I had a code segment like this:
File f = new File(filename);
scope (exit)
{
f.close();
delete f;
}
However, this hang on Linux. I discovered that the deconstructor for File calls close() - which I was already calling. If I only close, or I only delete... it works.
But, if I close... and later the garbage collector picks it up, I could theoretically get a hang anywhere... one I couldn't reproduce. That would be bad.
AFAICT, this is simply because close() is always trying to close the open handle every time it's called. Meaning, calling close() twice in a row is not allowed.
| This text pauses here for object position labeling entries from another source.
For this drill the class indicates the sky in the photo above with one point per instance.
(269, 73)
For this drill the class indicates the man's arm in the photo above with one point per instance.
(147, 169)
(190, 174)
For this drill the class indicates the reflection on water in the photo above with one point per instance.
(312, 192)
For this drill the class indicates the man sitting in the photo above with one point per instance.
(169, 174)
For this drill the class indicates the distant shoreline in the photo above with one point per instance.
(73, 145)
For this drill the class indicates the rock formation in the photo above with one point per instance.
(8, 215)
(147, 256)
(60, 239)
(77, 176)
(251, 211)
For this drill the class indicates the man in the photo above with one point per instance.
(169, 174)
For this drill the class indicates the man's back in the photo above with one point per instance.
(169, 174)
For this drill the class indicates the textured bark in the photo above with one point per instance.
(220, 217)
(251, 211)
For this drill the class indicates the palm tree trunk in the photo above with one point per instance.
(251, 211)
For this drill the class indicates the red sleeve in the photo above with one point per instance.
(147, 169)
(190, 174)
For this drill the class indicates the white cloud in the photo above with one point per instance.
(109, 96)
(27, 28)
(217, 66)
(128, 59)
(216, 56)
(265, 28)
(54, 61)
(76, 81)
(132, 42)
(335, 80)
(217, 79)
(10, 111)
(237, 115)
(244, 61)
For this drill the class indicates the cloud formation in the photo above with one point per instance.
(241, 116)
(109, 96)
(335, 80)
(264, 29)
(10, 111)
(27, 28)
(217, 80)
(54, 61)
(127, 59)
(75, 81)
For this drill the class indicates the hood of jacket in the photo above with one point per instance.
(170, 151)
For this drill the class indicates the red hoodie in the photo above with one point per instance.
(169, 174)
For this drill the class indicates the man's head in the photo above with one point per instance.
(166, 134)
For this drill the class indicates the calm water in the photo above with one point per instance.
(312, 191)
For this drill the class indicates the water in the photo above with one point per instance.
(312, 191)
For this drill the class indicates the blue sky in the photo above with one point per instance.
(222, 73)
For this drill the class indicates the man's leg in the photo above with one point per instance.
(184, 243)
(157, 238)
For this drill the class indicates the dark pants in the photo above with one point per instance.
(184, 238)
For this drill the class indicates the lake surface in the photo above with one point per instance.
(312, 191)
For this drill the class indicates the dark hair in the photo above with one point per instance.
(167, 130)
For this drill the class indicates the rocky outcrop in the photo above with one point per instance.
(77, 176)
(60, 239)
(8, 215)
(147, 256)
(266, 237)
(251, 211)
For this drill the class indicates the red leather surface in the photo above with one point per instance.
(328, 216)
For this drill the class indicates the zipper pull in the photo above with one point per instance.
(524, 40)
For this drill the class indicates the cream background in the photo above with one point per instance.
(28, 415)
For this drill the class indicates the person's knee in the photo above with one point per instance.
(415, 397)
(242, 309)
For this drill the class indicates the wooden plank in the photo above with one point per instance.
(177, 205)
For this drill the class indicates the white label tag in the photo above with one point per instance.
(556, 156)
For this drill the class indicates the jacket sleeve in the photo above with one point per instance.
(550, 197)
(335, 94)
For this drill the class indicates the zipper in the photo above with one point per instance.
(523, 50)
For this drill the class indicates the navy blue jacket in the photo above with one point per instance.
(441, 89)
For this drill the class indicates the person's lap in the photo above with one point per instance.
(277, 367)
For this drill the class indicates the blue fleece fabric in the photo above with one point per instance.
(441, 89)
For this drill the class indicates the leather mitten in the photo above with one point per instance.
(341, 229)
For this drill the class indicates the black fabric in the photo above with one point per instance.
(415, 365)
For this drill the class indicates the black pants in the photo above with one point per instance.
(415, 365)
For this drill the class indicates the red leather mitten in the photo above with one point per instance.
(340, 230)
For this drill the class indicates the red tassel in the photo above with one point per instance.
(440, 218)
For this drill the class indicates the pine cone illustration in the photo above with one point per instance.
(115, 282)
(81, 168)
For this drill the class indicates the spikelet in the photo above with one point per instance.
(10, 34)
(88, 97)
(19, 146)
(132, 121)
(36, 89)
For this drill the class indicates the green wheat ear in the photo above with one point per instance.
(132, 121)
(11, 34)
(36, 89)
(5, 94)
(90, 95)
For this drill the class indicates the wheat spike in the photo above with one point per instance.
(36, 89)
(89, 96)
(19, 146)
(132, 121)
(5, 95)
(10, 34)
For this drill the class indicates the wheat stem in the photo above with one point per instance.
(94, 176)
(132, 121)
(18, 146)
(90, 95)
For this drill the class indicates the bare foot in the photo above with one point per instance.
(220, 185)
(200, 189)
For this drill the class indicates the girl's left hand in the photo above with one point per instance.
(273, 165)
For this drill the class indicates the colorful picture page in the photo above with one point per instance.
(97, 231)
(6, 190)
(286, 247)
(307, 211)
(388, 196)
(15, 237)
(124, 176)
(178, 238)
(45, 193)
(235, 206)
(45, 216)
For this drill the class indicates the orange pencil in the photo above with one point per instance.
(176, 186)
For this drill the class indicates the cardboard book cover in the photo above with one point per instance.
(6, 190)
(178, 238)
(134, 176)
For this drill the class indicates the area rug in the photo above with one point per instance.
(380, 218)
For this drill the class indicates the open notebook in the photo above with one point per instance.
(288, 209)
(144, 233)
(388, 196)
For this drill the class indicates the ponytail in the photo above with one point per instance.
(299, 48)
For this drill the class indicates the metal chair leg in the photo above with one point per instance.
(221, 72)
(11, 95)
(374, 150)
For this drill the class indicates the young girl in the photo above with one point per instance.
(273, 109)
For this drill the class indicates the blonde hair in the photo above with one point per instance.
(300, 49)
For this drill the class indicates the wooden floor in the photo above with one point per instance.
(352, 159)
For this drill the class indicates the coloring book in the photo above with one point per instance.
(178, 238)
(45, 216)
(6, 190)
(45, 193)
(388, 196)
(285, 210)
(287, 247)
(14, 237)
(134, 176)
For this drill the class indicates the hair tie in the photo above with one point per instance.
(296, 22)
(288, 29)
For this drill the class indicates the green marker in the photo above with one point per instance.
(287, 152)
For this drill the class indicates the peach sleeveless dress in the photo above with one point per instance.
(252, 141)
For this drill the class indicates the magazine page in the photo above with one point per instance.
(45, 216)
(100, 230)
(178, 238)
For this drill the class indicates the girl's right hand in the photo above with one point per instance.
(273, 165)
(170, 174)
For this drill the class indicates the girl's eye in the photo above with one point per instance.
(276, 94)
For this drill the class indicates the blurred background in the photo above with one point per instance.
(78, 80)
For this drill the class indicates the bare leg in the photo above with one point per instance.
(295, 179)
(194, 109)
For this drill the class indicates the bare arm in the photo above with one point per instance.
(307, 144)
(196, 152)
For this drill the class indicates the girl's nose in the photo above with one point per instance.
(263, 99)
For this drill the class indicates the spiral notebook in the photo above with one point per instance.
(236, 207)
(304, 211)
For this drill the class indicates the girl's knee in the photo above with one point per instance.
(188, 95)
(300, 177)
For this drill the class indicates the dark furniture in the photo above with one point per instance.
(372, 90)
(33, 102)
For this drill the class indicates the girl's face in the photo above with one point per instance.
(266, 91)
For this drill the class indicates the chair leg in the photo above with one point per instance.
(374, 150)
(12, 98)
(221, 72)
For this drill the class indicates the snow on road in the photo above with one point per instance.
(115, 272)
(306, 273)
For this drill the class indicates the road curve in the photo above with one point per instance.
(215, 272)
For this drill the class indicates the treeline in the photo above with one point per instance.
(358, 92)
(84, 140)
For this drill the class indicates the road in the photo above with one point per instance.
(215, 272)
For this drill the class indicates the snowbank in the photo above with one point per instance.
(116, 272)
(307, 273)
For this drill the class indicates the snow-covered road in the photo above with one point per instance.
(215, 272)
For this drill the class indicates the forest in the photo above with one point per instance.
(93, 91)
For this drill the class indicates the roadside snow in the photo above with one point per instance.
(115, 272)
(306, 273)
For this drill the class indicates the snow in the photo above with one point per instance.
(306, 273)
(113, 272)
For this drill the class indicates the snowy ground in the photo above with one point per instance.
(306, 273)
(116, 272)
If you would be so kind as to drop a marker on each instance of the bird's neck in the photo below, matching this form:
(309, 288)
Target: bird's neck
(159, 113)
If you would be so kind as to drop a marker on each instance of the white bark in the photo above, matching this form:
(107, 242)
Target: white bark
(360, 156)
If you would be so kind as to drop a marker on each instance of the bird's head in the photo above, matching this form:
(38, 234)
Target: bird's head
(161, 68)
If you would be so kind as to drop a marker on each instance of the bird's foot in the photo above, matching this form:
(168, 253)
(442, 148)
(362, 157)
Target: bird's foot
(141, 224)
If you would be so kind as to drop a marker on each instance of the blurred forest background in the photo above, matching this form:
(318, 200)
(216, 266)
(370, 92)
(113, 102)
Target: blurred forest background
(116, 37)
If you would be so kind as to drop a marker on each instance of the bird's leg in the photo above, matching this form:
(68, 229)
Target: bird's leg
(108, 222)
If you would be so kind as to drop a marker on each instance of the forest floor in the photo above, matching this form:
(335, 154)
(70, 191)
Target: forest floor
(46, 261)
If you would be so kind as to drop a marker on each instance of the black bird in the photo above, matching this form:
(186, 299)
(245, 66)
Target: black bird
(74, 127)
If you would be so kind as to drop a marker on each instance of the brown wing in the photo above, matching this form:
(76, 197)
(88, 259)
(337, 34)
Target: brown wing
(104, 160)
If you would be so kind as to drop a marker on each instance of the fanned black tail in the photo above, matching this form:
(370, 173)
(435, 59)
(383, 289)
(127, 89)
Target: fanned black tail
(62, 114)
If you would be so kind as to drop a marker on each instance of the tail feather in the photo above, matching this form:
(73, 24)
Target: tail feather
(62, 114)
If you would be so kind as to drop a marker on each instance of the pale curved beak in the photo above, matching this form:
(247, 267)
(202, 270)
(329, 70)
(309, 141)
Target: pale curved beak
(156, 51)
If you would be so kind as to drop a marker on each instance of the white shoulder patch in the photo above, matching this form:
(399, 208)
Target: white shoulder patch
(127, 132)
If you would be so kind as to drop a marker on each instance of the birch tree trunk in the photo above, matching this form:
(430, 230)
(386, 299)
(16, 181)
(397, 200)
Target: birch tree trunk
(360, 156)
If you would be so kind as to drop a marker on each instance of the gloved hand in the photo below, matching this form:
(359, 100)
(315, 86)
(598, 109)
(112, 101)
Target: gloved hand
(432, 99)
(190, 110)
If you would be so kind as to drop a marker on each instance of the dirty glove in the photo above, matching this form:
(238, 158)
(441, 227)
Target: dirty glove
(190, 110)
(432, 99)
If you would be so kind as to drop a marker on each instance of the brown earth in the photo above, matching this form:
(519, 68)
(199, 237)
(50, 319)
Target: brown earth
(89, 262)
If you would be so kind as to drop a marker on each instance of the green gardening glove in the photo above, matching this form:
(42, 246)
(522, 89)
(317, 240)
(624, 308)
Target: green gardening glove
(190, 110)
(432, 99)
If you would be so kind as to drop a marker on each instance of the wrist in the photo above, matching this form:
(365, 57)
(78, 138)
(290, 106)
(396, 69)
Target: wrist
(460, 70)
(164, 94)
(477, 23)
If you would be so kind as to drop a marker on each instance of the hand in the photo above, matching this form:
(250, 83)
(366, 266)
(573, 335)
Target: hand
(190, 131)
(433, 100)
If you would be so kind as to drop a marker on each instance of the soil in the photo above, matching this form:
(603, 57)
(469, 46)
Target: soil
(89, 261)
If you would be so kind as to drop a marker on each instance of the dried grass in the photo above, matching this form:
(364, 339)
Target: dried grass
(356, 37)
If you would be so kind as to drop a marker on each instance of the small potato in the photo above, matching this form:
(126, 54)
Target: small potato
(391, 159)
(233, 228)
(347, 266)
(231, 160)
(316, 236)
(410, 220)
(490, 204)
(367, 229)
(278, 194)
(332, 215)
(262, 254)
The fix is simple. Will attach.
-[Unknown]
Comment #1 by bugs-d — 2006-07-03T00:26:43Z
Created attachment 12
Reset isopen flag on streams.
This simply flips the isopen flag on a call to close(), thus ignoring repeated calls.
-[Unknown]
Comment #2 by bugs-d — 2006-07-23T14:44:15Z
I've determined that this only segfaults some of the time, so this may not indeed be the problem I'm seeing. Sorry about that.
I still think, regardless, that clearing the isopen flag makes sense. I'll have to do more checking to see if there's another deeper cause for the segfaulting I was seeing.
-[Unknown]
Comment #3 by thomas-dloop — 2007-04-29T02:10:16Z
The isopen flag is cleared in Socket.close which is called from File.close.